A judge reviewing a board’s decision has limited authority and does not conduct a trial “about what was said and what was not said,” Silkworth said.
“There is a record that is what it is,” he added, referring to the documents presented to the elections board.
Relevance of sponsorship
PPE sued to block the referendum, which the county elections board certified in February, after accepting as valid 22,967 of the 40,408 signatures received during the petition drive. The number of signatures required for a referendum is 18,790 under county law.
As part of PPE’s challenge, Herman sought to question MJC President Tom Chuckas in an effort to prove that the jockey club was the petition drive’s actual sponsor, rather than citizens’ group CASM (Citizens Against Slots at the Mall).
Herman contended Maryland law requires sponsor disclosure on petitions so would-be signers know if the referendum effort is being spearheaded by a citizens’ group with populist goals or a company, such as the jockey club, with “millions of dollars at stake.”
CASM is a “non-existent entity” created by the jockey club to disguise its involvement in the petition drive, Herman told Silkworth. “It [CASM] was a deception to the prospective signers.”
But Berman, arguing for the jockey club and other slots opponents, said CASM is not a club creation but an umbrella group for slots opponents.
“I am here representing the non-existent entity CASM,” Berman said.
He added that the jockey club has disclosed publicly and to the board its involvement in the petition drive.
The club, which operates Laurel and Pimlico race tracks, has said it believes the casino would put Laurel Park, located 13 miles south of Arundel Mills mall, out of business.
The Daily Record reported last month that the club spent nearly $660,000 in funding the signature-gathering effort.
Berman called the club’s involvement in the petition drive an assertion of its constitutional right to be involved in a matter of intense public debate, namely the placement of slot machines.
“Corporations have the First Amendment right to contribute to political campaigns,” Berman told the judge, citing the Supreme Court’s January decision in Citizens United v. Federal Elections Commission.
Herman, having lost in his effort to question Chuckas, urged Silkworth to admit testimony about alleged deception on the part of petition supporters. Such lies cut at “the very heart of the electoral process” by denying voters the truth about what they are signing, Herman said.

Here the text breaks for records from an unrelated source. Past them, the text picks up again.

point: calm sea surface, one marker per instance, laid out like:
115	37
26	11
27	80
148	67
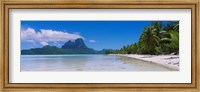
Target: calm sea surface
85	63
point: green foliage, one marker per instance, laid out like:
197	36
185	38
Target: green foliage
155	39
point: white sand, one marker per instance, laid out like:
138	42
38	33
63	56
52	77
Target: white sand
170	61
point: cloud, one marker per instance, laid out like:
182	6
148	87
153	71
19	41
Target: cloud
92	41
45	36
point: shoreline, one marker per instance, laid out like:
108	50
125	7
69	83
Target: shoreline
169	61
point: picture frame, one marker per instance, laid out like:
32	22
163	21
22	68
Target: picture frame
88	87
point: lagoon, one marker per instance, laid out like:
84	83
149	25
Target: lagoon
86	62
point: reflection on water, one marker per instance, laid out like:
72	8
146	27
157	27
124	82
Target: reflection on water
85	63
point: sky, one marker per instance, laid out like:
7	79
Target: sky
96	34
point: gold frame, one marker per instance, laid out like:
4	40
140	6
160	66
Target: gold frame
6	86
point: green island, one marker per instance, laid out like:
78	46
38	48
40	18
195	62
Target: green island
155	39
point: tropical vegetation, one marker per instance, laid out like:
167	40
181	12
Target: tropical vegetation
156	38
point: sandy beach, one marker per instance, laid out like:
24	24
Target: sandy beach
169	61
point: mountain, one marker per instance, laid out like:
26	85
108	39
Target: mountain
76	47
78	44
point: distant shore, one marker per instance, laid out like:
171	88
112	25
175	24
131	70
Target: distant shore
169	61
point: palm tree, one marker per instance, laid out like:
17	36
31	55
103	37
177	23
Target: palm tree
149	41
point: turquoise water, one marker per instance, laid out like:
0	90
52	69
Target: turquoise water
85	63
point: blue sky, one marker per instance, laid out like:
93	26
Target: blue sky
96	34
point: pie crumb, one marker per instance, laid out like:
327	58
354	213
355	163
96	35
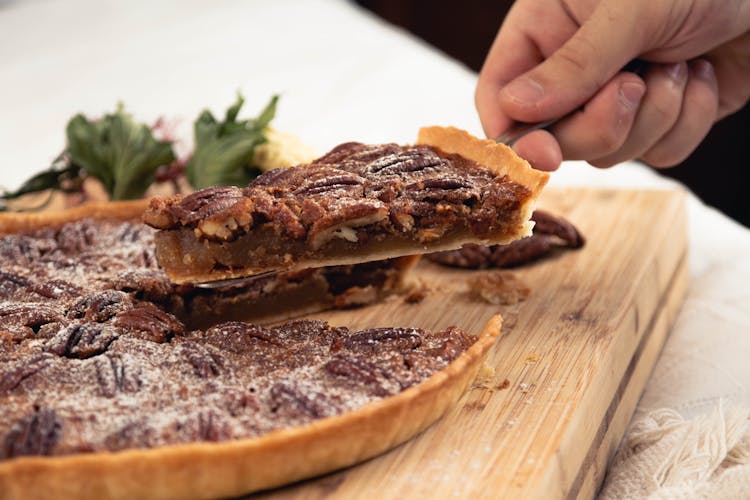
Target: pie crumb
498	287
532	358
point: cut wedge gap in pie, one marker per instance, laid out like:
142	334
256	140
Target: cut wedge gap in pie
358	203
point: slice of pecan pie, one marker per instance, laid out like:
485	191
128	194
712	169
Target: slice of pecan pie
106	392
357	203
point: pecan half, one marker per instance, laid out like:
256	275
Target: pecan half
35	434
403	338
12	373
82	340
116	375
153	323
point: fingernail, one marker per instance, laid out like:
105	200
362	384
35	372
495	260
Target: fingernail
524	91
703	69
677	72
631	93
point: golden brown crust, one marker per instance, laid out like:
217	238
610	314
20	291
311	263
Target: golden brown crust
115	210
211	470
498	157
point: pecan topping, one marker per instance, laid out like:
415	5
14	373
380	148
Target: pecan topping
363	372
388	189
100	306
551	233
288	399
115	375
403	338
91	359
26	316
83	340
12	373
157	325
55	289
35	434
11	284
206	361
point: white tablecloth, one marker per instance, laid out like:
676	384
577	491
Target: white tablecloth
343	74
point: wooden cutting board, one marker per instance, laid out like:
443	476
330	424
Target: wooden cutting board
576	356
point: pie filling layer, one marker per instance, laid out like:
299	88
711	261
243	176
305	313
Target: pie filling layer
92	357
356	202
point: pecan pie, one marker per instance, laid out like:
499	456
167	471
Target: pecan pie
357	203
105	392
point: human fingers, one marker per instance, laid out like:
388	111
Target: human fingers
657	114
603	125
540	148
531	31
699	110
731	64
570	76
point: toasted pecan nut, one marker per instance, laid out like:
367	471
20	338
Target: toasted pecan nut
551	233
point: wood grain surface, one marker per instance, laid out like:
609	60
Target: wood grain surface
566	374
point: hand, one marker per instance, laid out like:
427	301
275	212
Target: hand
552	57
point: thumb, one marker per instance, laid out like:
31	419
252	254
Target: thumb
572	74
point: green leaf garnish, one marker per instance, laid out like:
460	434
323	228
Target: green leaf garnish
224	149
121	153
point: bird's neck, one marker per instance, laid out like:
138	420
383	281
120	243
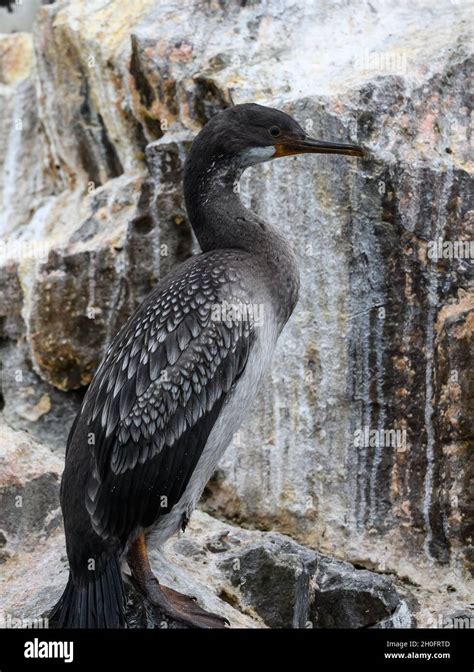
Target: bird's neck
221	221
218	217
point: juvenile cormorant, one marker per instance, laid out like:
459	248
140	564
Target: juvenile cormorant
179	377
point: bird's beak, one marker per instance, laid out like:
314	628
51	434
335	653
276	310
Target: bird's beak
307	145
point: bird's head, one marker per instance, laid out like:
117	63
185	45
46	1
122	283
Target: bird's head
251	133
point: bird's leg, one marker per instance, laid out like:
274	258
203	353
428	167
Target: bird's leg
176	605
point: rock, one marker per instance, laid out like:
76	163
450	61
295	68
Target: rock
290	586
29	492
359	443
253	579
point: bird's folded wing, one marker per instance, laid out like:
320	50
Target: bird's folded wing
154	401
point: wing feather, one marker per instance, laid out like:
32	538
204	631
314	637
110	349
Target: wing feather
158	394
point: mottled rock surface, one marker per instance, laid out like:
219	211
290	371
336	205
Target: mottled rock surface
97	109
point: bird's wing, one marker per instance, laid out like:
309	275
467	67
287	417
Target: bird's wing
157	395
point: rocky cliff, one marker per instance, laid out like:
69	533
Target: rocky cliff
360	443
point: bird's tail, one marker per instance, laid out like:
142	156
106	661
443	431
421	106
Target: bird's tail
97	602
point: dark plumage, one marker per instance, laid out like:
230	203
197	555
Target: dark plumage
178	378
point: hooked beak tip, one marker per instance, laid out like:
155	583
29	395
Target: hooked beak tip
312	146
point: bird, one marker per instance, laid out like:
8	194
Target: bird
179	378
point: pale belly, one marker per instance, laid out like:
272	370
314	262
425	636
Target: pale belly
236	407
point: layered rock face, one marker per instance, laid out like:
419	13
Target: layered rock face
360	443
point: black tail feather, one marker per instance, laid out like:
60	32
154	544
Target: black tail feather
97	602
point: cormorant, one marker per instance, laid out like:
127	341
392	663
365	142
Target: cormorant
179	377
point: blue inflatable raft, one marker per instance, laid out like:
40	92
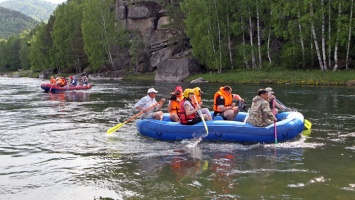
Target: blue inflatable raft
288	126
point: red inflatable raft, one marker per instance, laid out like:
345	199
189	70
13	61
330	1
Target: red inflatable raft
47	87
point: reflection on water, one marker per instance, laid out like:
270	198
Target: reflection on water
54	145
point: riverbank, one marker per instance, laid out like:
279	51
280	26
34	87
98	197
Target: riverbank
308	77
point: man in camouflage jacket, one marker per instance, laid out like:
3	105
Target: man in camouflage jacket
260	113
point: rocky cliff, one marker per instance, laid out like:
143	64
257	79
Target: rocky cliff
149	18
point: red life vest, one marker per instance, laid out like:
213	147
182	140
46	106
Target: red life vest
228	99
182	115
175	106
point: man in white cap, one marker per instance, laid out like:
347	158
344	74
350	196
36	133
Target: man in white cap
148	101
271	99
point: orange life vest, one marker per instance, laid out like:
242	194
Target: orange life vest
182	115
175	106
228	99
53	81
198	98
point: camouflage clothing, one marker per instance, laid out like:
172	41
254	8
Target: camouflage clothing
260	113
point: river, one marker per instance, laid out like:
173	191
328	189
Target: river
54	146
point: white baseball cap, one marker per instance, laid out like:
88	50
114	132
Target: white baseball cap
269	89
150	90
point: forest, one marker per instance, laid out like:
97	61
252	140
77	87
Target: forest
39	10
222	35
13	22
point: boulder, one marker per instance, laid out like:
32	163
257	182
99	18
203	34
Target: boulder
177	70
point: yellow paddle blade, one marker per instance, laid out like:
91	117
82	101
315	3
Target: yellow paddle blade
306	133
115	128
307	124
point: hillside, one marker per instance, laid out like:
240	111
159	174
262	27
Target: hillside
13	22
37	9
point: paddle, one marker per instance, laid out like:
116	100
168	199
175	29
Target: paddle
307	124
273	107
51	88
118	126
200	113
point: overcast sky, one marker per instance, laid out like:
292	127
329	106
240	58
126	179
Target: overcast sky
52	1
56	1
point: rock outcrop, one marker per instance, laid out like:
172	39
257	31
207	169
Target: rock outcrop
149	18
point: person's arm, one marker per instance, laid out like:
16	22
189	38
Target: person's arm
279	106
222	108
237	97
169	106
188	111
266	109
161	104
139	105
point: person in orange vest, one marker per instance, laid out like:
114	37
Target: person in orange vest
198	95
223	103
59	81
52	80
188	111
174	104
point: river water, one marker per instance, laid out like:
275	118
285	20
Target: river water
54	146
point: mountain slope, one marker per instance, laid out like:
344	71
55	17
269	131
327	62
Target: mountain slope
37	9
13	22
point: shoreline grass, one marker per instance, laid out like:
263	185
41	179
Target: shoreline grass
296	77
309	77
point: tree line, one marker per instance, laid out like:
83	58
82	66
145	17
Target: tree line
222	34
258	34
37	9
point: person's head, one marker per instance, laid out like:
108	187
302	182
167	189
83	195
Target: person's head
198	91
152	92
188	93
178	90
227	89
269	89
263	93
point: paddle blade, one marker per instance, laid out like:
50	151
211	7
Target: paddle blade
307	124
115	128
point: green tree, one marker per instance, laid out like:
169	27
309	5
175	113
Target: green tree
99	32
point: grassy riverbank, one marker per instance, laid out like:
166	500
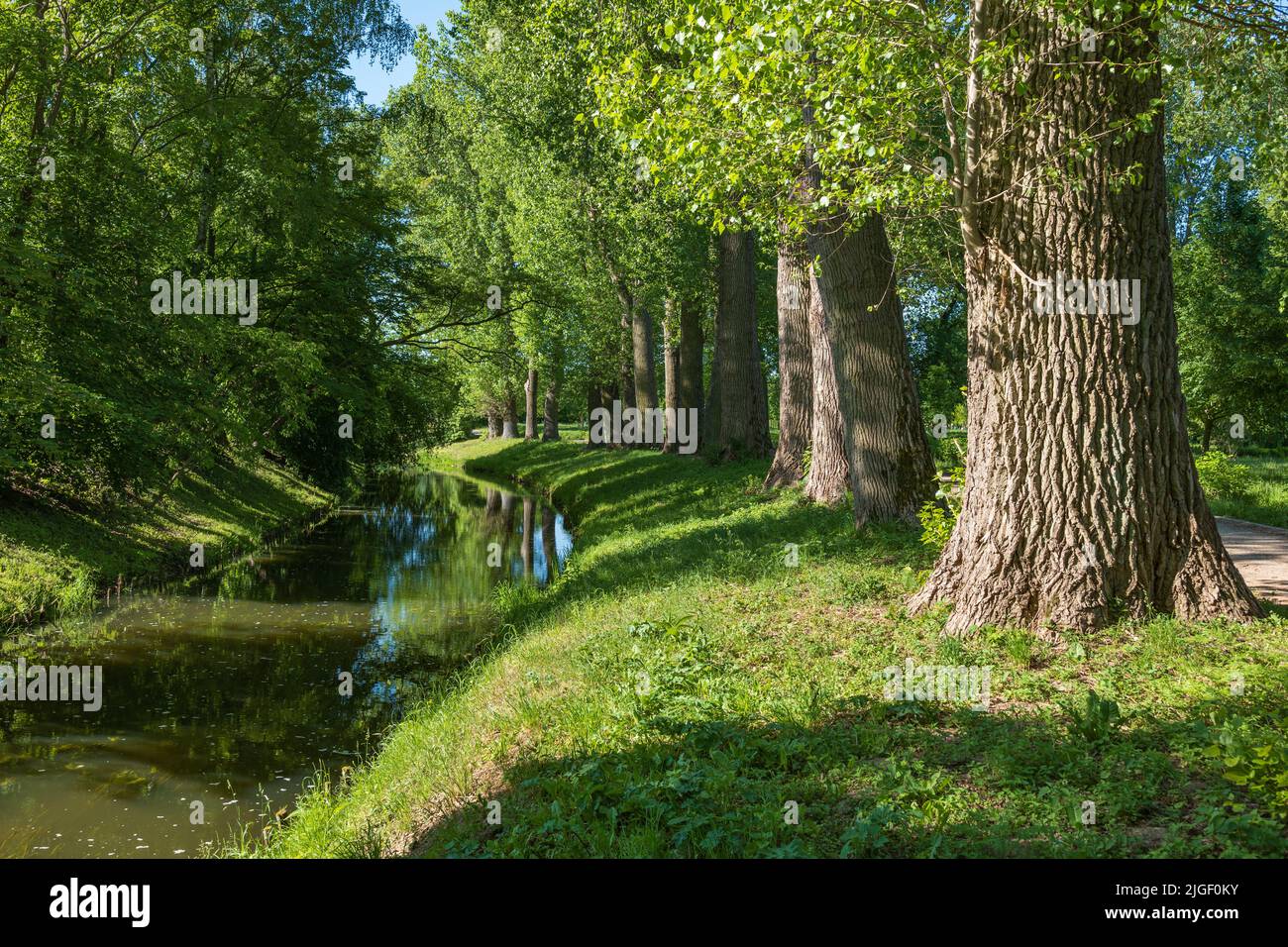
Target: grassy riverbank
1266	500
683	689
60	557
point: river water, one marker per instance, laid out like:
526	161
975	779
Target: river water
224	696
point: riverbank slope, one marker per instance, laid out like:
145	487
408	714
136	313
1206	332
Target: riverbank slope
62	557
707	680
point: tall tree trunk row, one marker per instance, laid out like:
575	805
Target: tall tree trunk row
1081	499
795	368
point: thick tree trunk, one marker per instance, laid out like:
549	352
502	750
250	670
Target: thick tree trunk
510	415
892	472
642	351
671	365
691	355
626	355
529	403
737	410
828	471
1081	500
550	415
795	368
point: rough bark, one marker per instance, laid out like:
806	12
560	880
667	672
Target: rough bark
642	352
550	415
892	471
795	368
529	403
510	415
691	355
737	408
626	356
1081	499
670	365
828	471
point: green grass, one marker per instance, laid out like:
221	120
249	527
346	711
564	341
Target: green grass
1266	500
681	690
58	557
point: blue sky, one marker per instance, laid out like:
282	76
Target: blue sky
372	77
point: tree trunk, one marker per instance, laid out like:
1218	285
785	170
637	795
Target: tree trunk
529	402
795	368
626	373
691	355
550	416
828	471
892	472
671	367
1081	500
737	411
510	415
642	350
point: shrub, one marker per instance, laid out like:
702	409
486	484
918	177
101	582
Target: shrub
1222	475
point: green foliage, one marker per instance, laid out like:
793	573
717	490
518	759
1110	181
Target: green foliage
220	162
1096	720
670	719
1254	758
1222	475
939	515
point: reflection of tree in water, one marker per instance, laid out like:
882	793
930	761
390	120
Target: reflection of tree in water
237	678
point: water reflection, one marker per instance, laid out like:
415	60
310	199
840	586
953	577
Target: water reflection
228	692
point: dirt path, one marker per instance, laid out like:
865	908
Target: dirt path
1261	554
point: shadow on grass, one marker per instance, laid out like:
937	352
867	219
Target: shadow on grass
870	780
643	526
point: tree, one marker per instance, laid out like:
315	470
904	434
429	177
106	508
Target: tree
1081	499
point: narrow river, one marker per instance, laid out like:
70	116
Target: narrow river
223	697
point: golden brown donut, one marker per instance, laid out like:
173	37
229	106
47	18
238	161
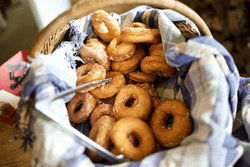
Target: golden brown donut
141	97
91	54
89	72
141	77
109	100
131	64
99	111
139	33
100	133
181	127
80	107
110	89
157	65
118	50
156	50
105	26
119	136
95	42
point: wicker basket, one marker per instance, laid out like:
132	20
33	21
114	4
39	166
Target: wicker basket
47	40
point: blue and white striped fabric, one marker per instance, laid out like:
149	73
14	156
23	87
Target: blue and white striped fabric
207	81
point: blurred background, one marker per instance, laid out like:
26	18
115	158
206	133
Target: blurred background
228	20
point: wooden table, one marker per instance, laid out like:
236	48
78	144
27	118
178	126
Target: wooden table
10	153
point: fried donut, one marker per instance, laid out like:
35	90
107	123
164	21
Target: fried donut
140	33
89	72
156	50
100	133
105	26
131	64
141	77
109	100
119	51
110	89
95	42
157	65
119	136
181	127
91	54
142	102
80	107
99	111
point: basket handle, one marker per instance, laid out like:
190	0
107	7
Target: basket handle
85	7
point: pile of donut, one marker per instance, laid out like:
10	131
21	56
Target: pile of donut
126	115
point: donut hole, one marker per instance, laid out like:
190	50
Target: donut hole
78	107
131	102
169	119
103	28
133	139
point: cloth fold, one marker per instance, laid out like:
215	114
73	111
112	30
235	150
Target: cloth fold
207	81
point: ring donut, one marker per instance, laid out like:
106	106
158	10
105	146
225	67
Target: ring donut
100	133
96	42
181	127
80	107
157	65
142	102
105	26
141	77
156	50
118	50
89	72
91	54
126	126
140	33
131	64
99	111
109	100
110	89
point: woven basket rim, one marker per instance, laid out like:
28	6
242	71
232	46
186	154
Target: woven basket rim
83	8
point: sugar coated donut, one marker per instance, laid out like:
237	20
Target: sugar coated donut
139	33
89	72
96	42
181	127
105	26
91	54
100	133
142	102
118	50
99	111
110	89
157	65
109	100
80	107
156	50
141	77
131	64
126	126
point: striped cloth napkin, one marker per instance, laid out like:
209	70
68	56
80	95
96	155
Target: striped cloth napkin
207	81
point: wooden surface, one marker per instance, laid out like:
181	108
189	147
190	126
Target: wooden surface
10	153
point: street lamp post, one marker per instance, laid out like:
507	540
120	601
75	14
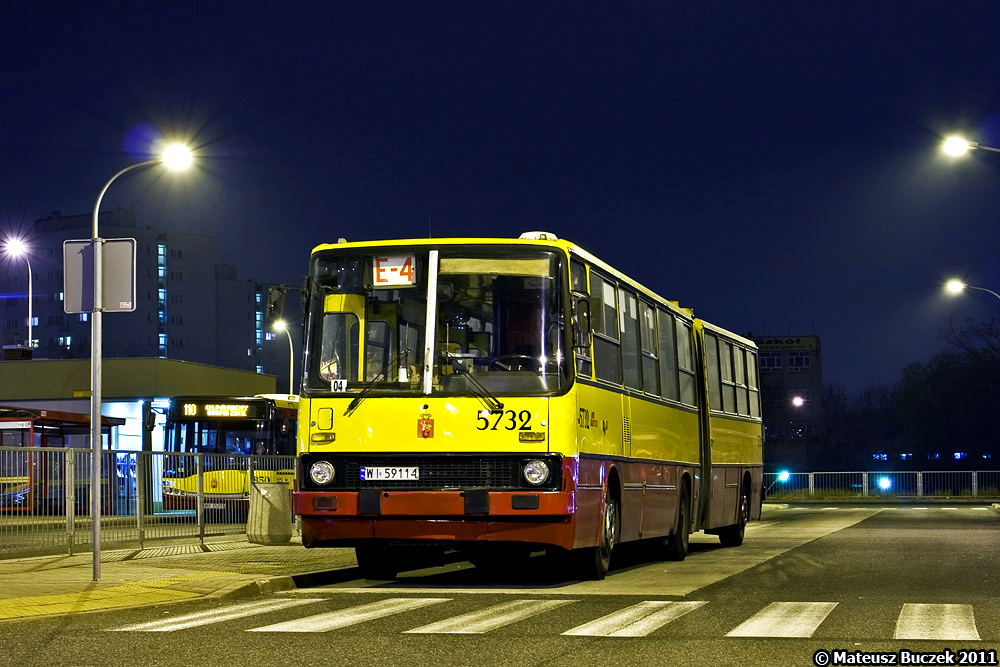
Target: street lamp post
18	248
281	325
174	157
957	287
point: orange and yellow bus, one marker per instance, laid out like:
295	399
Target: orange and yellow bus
501	396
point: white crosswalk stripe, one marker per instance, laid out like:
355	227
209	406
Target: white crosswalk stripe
936	621
212	616
635	621
491	618
351	616
785	619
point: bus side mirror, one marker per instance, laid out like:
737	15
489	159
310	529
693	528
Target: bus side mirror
596	310
275	307
582	323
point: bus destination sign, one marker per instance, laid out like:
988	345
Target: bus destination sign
216	410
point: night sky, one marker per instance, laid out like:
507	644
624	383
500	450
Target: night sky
774	166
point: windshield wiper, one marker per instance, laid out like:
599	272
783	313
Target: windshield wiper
482	393
371	386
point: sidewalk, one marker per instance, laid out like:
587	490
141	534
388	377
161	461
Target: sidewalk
45	585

The First Amendment provides “no blanket exemption from fraud liability,” he added.
The elections board should not have just counted signatures but examined if those who signed were truthfully informed, Herman said.
He added he had affidavits from at least 100 signers who claim they were deceived by slots opponents.
Berman countered that Silkworth should defer to the elections board’s judgment and not go down the “slippery slope” of having a full-blown trial in which the court would have to review each of the more than 40,000 conversations between those circulating the petition and those who signed.
Such an inquiry would have a “chilling effect” on the right of people to petition the government, as individuals would not sign for fear of being subpoenaed to testify in court, said Berman, of Rifkin, Livingston, Levitan & Silver LLC in Annapolis.
Silkworth’s rejection of the efforts to have Chuckas and petition signers testify followed the judge’s denial Tuesday of Herman’s effort to introduce testimony from a handwriting expert that many of the signatures had been forged. Silkworth, as he ruled Wednesday, said the expert’s testimony was beyond the scope of his review of the board’s approval of the petition.